A Hyères, le soleil brille. La Villa Noailles bruisse de créations, d’espoirs, de rêves… des centaines de dossiers ont été examinés, vingt retenus, dix pour la mode, et dix pour la photographie. Jean-Pierre Blanc, directeur de la Villa Noailles depuis 25 ans, et toujours enthousiaste, en vrai maître des lieux, contrôle tout, vérifie tout… jusqu’aux cendriers cendriers sur les tables de fer-blanc, car on peut fumer dans les jardins. « Les expositions sont très belles… Quand on organise un festival de ce type, on est soumis à énormément de contraintes – mais c’est exactement ce qu’il faut oublier – et ce qui nous fait oublier les contraintes c’est le plaisir qui nous procurent les artistes. Quand on voit la qualité des propositions artistiques qui nous sont faites, le plaisir efface tout le reste… »

Kris Van Assche, directeur artistique de Dior Homme et de sa propre marque, artiste aussi, est cette année Président du Jury de ce Festival qui est depuis longtemps le plus prestigieux de France, de Navarre et d’ailleurs, et présente une double exposition dans la Villa Noailles : Picaflor de Kris Van Assche, et Cette pensée m’a traversé l’esprit, de David Casini.

Les vêtements, selon Kris Van Assche, cela se porte, cela ne s’expose pas. Kris Van Assche préfère exposer ses rêves, ses nourritures virtuelles, faites de musique et d’images, d’odeurs et de fleurs, d’Amérique du Sud et de liberté.

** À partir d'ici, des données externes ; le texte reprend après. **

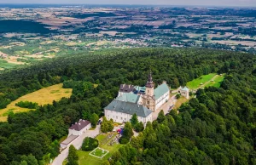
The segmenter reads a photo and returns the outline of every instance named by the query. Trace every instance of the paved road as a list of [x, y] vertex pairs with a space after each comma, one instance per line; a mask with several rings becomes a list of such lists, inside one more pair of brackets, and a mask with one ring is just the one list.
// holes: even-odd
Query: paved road
[[[83, 140], [86, 137], [94, 138], [100, 134], [100, 125], [98, 125], [95, 130], [88, 130], [84, 134], [78, 137], [75, 140], [72, 142], [72, 145], [74, 145], [76, 149], [80, 149], [83, 144]], [[52, 165], [62, 165], [63, 161], [67, 157], [68, 155], [67, 146], [61, 153], [53, 161]]]
[[165, 103], [156, 111], [153, 112], [152, 114], [153, 120], [157, 119], [158, 114], [161, 110], [164, 111], [165, 115], [168, 113], [169, 112], [168, 110], [170, 109], [170, 106], [175, 105], [176, 102], [177, 102], [176, 95], [171, 97], [167, 103]]

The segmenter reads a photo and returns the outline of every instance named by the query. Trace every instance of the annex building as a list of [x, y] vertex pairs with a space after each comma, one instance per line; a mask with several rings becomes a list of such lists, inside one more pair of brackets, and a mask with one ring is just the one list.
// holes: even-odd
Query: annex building
[[170, 97], [166, 82], [154, 88], [151, 72], [144, 87], [121, 84], [118, 97], [104, 108], [108, 120], [129, 122], [136, 113], [139, 122], [152, 122], [152, 112], [158, 110]]

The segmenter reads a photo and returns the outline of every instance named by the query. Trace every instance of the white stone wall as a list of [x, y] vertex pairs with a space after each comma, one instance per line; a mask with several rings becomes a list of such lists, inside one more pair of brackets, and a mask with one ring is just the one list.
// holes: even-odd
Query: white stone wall
[[155, 101], [155, 110], [159, 109], [163, 104], [165, 104], [166, 102], [166, 100], [168, 100], [170, 98], [170, 92], [166, 92], [166, 94], [164, 94], [164, 95], [162, 95], [161, 97], [160, 97], [156, 101]]
[[[105, 110], [105, 117], [108, 120], [113, 119], [113, 121], [115, 122], [122, 123], [124, 122], [130, 122], [132, 115], [110, 110]], [[152, 113], [147, 117], [138, 117], [138, 121], [142, 122], [143, 123], [152, 122]]]
[[61, 143], [61, 148], [66, 148], [67, 146], [67, 145], [64, 145], [62, 143]]
[[89, 130], [90, 128], [91, 128], [91, 123], [88, 124], [86, 127], [84, 127], [80, 131], [77, 131], [75, 129], [68, 129], [68, 136], [70, 136], [71, 134], [79, 136], [79, 135], [84, 134], [85, 131]]

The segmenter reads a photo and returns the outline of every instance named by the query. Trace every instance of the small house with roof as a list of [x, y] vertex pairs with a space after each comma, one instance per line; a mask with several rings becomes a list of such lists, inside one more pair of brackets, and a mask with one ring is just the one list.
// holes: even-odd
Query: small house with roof
[[189, 89], [187, 87], [180, 88], [178, 93], [187, 100], [189, 99]]
[[86, 130], [89, 130], [90, 128], [91, 128], [90, 122], [87, 120], [80, 119], [79, 122], [73, 124], [68, 128], [68, 136], [70, 136], [71, 134], [79, 136], [84, 133], [85, 133]]

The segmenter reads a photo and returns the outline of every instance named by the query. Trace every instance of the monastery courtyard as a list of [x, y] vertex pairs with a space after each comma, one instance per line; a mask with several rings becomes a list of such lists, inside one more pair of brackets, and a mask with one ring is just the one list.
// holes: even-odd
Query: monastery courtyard
[[170, 106], [174, 105], [176, 102], [177, 102], [176, 95], [172, 96], [166, 103], [162, 105], [157, 111], [152, 113], [153, 121], [157, 119], [158, 114], [160, 112], [161, 110], [164, 111], [165, 115], [166, 113], [169, 113], [168, 110], [170, 109]]

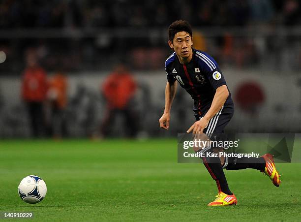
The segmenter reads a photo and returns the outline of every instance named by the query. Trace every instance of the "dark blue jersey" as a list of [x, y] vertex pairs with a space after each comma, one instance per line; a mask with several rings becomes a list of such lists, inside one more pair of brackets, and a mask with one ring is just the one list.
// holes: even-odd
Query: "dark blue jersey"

Dans la « piscine » de la villa, toute en lumière, les vitres ouvertes sur le jardin, Van Assche a installé douze fleurs, montées sur tige comme des trépieds d’orchestre, des fleurs cubistes, géométriques, faites de miroirs dans lesquels se reflètent la lumière et les arbres du jardin. Au fond de la corolle de ces fleurs mystérieuses, des mini écrans projetant… non, je ne dirai pas tout, il faut aller voir, car Kris Van Assche invente là une nouvelle esthétique, forte et légère, à la fois unifiée et ouverte sur l’avenir, d’une rigueur qui n’ignore ni la violence ni l’angoisse mais lui donne forme.

Une forme que David Casini nous propose de découvrir en parallèle, dans le noir d’un espace mental réminiscent de l’histoire de la Villa Noailles. L’artiste italien a créé à la Villa un espace dans lequel un homme, habillé par Van Assche – l’artiste lui-même – parle. Dans l’obscurité, de l’autre côté d’une armoire à miroir, comme dans un passage secret dans lequel « on perd ses repères ». L’objectif de Casini, entre autres : « Interpréter le travail de Kris, que je sens à certains égards très proche du mien, en le faisant fusionner avec l’architecture de la Villa. »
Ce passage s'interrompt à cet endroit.